Y eso incluía que el pelado de los varones tenía que ser “bien bien bajito”. Ya yo estaba madurando mi rebeldía y aquella orden me cayó como una bomba porque, cómo era posible que también en una escuela de arte se limitara y reglamentara la imagen de un estudiante y se exigiera como si fuera a un militar.
En fin, que tuve que quitarme el bisté (A Dios, gracias, porque me quedaba en llama) Y ahí apareció “la moña”.
Para la moña, yo me echaba todo el pelo para alante con gel de papa, y en la frente levantaba los pelos como si fuera una corona.

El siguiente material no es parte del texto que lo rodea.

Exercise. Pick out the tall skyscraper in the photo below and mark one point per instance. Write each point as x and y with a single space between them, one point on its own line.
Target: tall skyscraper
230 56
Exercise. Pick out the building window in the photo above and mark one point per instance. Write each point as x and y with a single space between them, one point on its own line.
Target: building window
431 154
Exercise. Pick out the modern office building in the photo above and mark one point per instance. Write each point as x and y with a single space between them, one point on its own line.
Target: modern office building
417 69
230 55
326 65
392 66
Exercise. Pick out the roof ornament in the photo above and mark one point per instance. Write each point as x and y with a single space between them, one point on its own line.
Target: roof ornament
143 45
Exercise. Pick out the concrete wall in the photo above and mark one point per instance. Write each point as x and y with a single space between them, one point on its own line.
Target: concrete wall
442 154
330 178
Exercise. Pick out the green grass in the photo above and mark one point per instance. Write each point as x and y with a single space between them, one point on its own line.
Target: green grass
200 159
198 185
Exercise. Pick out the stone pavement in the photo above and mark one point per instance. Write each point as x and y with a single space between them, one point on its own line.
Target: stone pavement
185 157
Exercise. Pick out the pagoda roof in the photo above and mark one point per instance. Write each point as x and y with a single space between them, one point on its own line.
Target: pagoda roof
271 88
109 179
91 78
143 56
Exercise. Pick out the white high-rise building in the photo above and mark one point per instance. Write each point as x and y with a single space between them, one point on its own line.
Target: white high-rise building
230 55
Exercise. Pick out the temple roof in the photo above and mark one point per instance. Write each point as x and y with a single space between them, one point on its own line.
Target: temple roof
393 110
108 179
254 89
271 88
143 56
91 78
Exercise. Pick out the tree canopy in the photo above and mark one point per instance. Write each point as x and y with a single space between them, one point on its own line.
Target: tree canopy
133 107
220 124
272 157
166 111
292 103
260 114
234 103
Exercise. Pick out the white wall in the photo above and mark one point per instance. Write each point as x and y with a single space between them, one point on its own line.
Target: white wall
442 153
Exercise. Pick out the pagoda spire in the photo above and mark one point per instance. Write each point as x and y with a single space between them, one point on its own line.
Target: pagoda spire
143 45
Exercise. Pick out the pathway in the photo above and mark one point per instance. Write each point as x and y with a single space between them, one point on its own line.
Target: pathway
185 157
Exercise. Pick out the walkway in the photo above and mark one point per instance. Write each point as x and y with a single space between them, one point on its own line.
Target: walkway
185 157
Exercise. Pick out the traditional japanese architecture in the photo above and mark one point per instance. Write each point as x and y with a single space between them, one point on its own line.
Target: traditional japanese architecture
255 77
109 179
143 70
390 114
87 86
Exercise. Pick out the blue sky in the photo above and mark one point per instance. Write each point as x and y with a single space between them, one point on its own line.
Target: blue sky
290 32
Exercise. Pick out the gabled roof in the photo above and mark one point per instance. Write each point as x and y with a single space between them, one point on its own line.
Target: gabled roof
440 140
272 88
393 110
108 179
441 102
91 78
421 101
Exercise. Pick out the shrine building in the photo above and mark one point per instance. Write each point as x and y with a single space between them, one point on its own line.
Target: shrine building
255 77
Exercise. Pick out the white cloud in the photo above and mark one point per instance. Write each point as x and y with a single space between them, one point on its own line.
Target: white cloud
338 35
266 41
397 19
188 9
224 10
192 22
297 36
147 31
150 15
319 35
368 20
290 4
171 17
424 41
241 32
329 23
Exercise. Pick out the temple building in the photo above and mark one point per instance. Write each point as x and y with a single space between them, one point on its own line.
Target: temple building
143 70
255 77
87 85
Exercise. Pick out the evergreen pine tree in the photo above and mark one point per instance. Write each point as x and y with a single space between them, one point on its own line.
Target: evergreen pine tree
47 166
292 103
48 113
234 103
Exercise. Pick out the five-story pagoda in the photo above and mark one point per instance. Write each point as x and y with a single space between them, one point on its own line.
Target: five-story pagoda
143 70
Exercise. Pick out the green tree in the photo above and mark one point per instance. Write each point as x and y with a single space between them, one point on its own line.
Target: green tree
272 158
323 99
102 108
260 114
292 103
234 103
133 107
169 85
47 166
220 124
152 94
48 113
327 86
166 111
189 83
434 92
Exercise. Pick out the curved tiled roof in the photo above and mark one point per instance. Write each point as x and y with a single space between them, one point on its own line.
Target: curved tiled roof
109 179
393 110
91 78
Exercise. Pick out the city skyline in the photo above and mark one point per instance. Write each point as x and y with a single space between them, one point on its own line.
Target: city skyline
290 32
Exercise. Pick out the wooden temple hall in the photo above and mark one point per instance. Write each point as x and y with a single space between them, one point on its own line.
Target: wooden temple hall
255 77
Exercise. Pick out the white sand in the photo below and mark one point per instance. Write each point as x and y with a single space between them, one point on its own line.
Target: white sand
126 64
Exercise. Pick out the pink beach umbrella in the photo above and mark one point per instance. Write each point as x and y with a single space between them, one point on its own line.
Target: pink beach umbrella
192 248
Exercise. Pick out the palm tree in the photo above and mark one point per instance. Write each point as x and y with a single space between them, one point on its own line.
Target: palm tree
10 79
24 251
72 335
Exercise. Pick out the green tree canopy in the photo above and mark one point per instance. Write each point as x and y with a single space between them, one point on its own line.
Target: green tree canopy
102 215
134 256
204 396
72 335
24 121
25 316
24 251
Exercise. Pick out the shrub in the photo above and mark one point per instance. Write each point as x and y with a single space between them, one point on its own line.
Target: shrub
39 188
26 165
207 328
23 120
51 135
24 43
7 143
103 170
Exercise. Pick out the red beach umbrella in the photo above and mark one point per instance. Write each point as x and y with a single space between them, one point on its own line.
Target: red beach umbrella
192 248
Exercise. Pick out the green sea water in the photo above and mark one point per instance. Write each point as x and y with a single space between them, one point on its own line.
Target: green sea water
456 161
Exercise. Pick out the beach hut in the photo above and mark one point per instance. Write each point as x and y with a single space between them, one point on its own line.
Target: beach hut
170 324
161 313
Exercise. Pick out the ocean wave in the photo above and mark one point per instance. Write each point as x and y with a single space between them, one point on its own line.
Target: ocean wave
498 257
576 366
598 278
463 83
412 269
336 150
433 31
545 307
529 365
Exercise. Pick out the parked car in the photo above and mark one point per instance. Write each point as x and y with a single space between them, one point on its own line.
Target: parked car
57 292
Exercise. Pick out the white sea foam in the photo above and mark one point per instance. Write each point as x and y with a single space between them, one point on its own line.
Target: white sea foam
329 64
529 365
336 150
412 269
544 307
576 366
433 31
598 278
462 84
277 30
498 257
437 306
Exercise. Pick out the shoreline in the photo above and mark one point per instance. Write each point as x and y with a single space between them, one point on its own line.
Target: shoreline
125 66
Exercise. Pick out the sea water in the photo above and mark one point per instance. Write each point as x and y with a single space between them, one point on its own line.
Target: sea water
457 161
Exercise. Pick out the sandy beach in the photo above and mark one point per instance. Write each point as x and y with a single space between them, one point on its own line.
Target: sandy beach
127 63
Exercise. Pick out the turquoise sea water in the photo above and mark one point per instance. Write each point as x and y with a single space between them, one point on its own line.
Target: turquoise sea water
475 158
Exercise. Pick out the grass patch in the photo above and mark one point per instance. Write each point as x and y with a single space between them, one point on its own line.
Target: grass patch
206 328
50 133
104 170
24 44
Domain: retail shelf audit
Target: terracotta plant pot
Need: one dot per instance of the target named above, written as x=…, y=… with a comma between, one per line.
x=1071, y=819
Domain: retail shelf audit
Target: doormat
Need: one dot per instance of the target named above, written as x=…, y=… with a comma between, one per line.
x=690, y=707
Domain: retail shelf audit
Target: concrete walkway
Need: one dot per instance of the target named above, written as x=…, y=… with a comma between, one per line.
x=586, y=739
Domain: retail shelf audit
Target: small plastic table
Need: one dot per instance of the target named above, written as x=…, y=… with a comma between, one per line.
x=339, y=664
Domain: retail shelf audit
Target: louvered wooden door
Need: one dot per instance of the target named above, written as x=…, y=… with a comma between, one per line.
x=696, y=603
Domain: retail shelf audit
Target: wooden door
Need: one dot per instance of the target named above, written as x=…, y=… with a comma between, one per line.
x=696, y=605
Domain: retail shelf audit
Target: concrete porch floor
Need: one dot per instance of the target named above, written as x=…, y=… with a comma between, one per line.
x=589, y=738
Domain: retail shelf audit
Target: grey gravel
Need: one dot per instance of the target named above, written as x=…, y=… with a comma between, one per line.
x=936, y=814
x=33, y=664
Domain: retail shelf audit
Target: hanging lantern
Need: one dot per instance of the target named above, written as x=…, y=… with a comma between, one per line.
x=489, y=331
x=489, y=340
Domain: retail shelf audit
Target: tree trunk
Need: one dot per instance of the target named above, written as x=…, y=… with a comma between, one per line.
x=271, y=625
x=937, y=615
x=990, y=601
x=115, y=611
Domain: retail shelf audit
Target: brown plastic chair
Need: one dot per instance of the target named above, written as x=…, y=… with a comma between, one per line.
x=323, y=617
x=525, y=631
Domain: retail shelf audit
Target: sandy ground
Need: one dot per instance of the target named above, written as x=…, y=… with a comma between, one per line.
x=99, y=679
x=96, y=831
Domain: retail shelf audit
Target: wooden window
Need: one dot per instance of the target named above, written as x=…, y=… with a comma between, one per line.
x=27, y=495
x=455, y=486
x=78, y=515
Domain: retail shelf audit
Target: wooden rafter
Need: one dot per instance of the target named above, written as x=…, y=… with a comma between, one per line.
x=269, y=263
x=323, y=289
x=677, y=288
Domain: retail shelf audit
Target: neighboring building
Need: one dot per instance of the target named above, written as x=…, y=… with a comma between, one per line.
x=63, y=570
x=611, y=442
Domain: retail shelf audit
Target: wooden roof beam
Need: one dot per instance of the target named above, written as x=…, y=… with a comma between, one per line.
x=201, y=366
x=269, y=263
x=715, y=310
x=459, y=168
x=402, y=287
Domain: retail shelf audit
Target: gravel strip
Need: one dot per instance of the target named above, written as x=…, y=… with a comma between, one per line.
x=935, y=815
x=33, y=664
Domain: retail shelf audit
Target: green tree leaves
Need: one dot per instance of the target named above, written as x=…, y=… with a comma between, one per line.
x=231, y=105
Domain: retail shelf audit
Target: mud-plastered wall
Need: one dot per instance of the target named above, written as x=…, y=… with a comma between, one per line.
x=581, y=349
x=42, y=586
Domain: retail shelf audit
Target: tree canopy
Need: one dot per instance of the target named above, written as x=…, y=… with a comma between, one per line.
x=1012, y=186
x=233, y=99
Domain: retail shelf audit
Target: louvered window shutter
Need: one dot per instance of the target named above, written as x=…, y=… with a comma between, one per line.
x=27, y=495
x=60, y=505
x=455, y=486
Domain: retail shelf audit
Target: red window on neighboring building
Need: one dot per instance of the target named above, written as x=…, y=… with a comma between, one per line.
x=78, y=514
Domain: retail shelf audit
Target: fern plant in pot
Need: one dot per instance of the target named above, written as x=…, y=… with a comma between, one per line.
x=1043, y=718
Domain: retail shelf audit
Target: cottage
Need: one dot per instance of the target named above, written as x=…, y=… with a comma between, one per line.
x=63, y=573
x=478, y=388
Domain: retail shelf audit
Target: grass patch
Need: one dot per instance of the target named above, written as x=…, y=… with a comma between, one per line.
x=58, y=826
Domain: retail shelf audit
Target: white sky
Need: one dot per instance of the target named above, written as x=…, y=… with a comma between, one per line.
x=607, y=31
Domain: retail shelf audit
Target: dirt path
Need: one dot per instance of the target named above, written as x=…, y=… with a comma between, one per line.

También era algo muy cheo, pero realmente era mejor que el bisté y que el pelado de mi infancia.
Después de la escuela de teatro, vino el Servicio Militar obligatorio… Y como ya saben, todo aquel pelo dejó de ser moña, dejó de ser bisté y se convirtió en ofrenda para la Revolución Militar.
Un año muy triste, muy jodido en materia de imagen y de libertad.
Cuando pasó la pesadilla y creí que ya estaba fuera de todo dogma y que podía comenzar a ser libre, llegaron mis años de servicio social como profe de teatro en la Vocacional. Y yo lucía una peluquera hermosa, súper friki, con una coleta fina en la que a veces me hacía trencitas y un pelo bien alborotado arriba.
Ya comenzaba a dejarme barba. Y andaba yo de lo más feliz, de lo más original, de lo más creativo, cuando el Director General del Plantel Educativo, me llama muy en secreto para la Dirección General y mete una charla sobre la apariencia correcta de un profesor y me pide que por favor, me hiciera el “ pelado nacional”.
Yo no entendía a lo que se refería. Le pido más detalles y me explica que el pelado nacional era el pelado que se hacían los hombres y que el pelo quedaba así “bien bien bajito”. Claro, era el mismo pelado de mi infancia. Le dije cosas que ahora no recuerdo , pero entre ellas estaba mi pregunta: “¿Qué tiene que ver mi pelo con la calidad de mis clases? ¿Qué tiene que ver mi pelo con la Revolución?”
Duré poco más de unos meses ahí . Y después me fui de todo lo que significara la docencia. Porque nada más parecido a la vida militar que la docencia en la Cuba de aquellos dos mil y pico cortos.
Me fui de a lleno para el mundo del teatro. Y desde entonces hago con mi pelo y con mi vida lo que me dé la gana. Me lo dejo alborotado, no me peino. Me doy cortes cuando yo quiera. Porque mi pelo es mi símbolo de rebeldía, mi provocación a todo dogma. Mi libertad. No sigo tendencias, no estudio cortes ni peinados de estilo de mi generación. Lo dejo ser!
Por eso cuando alguien me sugiere desde el respeto o desde el entrometimiento que me pele o me peine, meto la mano en mi cabellera y lo remuevo bastante , lo remuevo tanto que parezco un loco. En ese gesto está todo lo que soy.